Scaring ourselves to pieces
Advertisements for horror movies used to promise to scare people to death. “Persons with heart problems will not be allowed in the theatre,” they’d announce, although we don’t remember anyone presenting a medical certificate to get into the screenings. These ads and trailers were generally scarier than the movies themselves.
However, there’s still nothing scarier than going home after watching a middling horror movie, then replaying the movie in your head in the dead of night. Your imagination is more terrifying than anything a filmmaker can show you. Two examples: Seven and Zodiac by David Fincher. He doesn’t show you the actual murders, you have to strain to see the figures on the dark screen, but your mind fills in the blanks and the result is horror.
We saw the trailer for the Sam Raimi-produced movie The Possession (originally The Dybbuk Box) when we went to see Hope Springs. Sold! We’re there on opening day!
Have we mentioned that we love Sam Raimi’s Drag Me To Hell?

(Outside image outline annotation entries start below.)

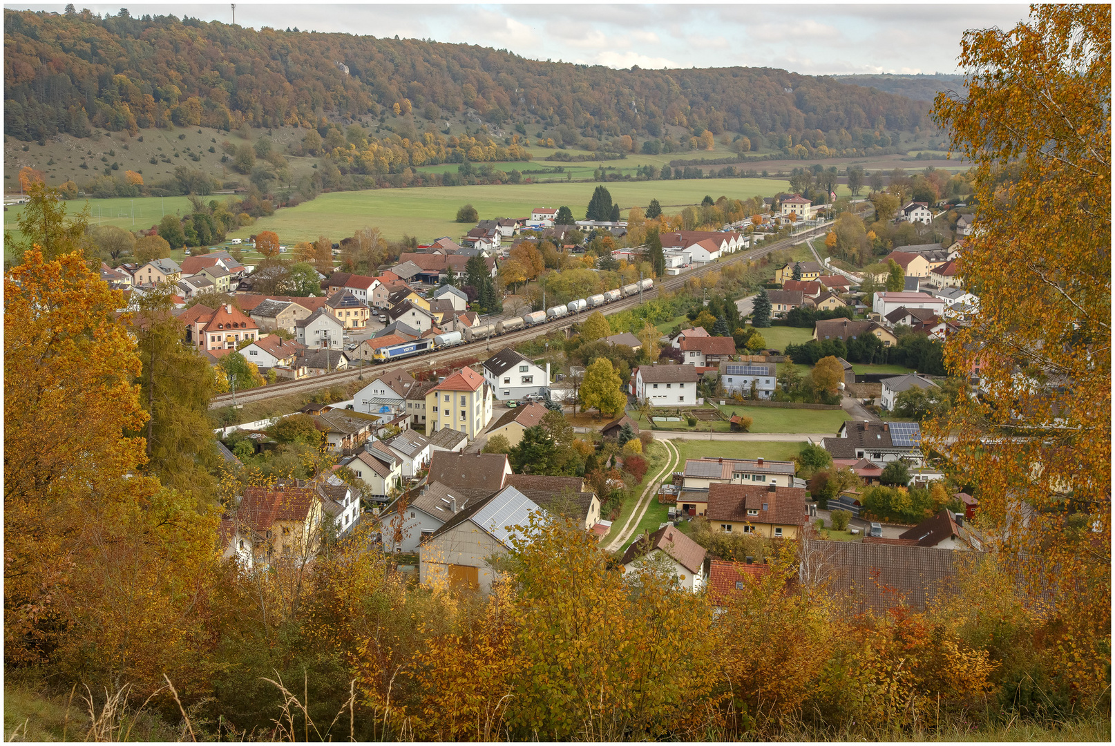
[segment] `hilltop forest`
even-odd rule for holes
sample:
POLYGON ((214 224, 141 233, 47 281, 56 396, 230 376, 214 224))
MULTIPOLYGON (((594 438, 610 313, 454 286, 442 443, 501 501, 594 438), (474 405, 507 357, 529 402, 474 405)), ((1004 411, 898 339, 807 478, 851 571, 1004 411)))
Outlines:
MULTIPOLYGON (((6 132, 318 127, 398 107, 430 122, 561 127, 579 137, 738 133, 762 144, 871 147, 932 126, 929 104, 770 68, 615 70, 471 46, 253 30, 174 16, 4 10, 6 132), (840 141, 840 142, 834 142, 840 141)), ((525 132, 520 129, 521 132, 525 132)))

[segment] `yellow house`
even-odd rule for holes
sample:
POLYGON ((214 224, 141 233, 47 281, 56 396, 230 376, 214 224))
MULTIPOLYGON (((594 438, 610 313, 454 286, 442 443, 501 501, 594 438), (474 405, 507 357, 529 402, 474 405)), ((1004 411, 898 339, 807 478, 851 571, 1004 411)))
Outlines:
POLYGON ((813 303, 817 307, 818 311, 834 311, 837 308, 844 308, 847 306, 847 303, 840 299, 840 296, 833 292, 827 292, 824 296, 821 296, 813 301, 813 303))
POLYGON ((808 282, 811 280, 816 280, 822 274, 827 274, 824 267, 816 262, 794 262, 786 263, 774 271, 774 281, 776 284, 783 284, 786 280, 794 279, 794 267, 802 268, 802 280, 808 282))
POLYGON ((245 487, 231 519, 233 552, 251 569, 317 554, 322 504, 311 487, 245 487))
POLYGON ((492 420, 492 387, 472 368, 462 368, 426 394, 426 435, 443 427, 474 439, 492 420))
POLYGON ((531 404, 517 409, 508 409, 488 430, 488 438, 502 435, 512 446, 523 439, 523 430, 542 424, 542 418, 550 411, 541 404, 531 404))
POLYGON ((705 516, 714 530, 766 539, 796 539, 808 520, 805 490, 755 484, 710 484, 705 516))

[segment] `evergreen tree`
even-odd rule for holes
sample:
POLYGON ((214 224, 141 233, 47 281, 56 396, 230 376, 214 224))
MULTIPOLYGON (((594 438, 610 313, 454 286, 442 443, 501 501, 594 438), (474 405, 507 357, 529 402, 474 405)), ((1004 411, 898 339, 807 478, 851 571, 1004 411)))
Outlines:
POLYGON ((770 297, 766 288, 759 291, 752 304, 752 326, 760 329, 770 326, 770 297))
MULTIPOLYGON (((651 206, 657 206, 658 200, 651 202, 651 206)), ((661 209, 659 209, 661 214, 661 209)), ((650 258, 650 265, 655 270, 655 277, 666 274, 666 252, 662 251, 662 239, 658 235, 658 229, 652 229, 647 234, 647 253, 650 258)))
POLYGON ((623 423, 623 427, 620 428, 620 434, 615 436, 615 445, 623 447, 629 440, 634 439, 634 428, 631 427, 631 423, 623 423))
POLYGON ((598 186, 589 201, 589 209, 584 212, 585 220, 611 220, 612 195, 603 185, 598 186))

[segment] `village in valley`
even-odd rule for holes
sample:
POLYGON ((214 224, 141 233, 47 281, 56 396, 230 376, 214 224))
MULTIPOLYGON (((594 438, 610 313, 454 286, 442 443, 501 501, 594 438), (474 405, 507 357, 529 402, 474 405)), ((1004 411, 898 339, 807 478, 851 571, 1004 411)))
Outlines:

Come to think of it, Hope Springs is our notion of horror: Being married for 31 years to someone you don’t have sex with and barely speak to anymore, who doesn’t even look at you and complains constantly of what things cost, whose idea of an anniversary present is a new water heater. Aaaiiiiiiiiiieeeeeee! Meryl Streep is wonderful, as always. Only she could make us watch this movie. Tommy Lee Jones is funny. Elizabeth Shue turns up for 90 seconds, Mimi Rogers for 30. The French movie the couple watch is Le Diner de Cons, which was remade as Dinner for Schmucks starring Steve Carell who plays the therapist in the movie.
Trivia. We know someone who, as a student at Georgetown, lived in the house where The Exorcist was shot. Tourists would sometimes knock on the door and request a tour.
August 26th, 2012 at 13:38
The Possession seems to remind me of The Simpsons’ Treehouse of Horror stories. Then again, a lot of horror films have pretty much been skewered by that animated family.
Speaking of horror films, Rosemary’s Baby will see a Criterion re-release pretty soon.
August 26th, 2012 at 19:00
I actually find horror movies funny. I don’t know, but whenever the monsters/demons/spirits appear, I rupture my lungs laughing. Perhaps it’s defense mechanism or my humor is just twisted and sinister. It’s just that I find the special effects hilarious, especially how the makeup looks on the ghosts and demons (e.g. Insidious).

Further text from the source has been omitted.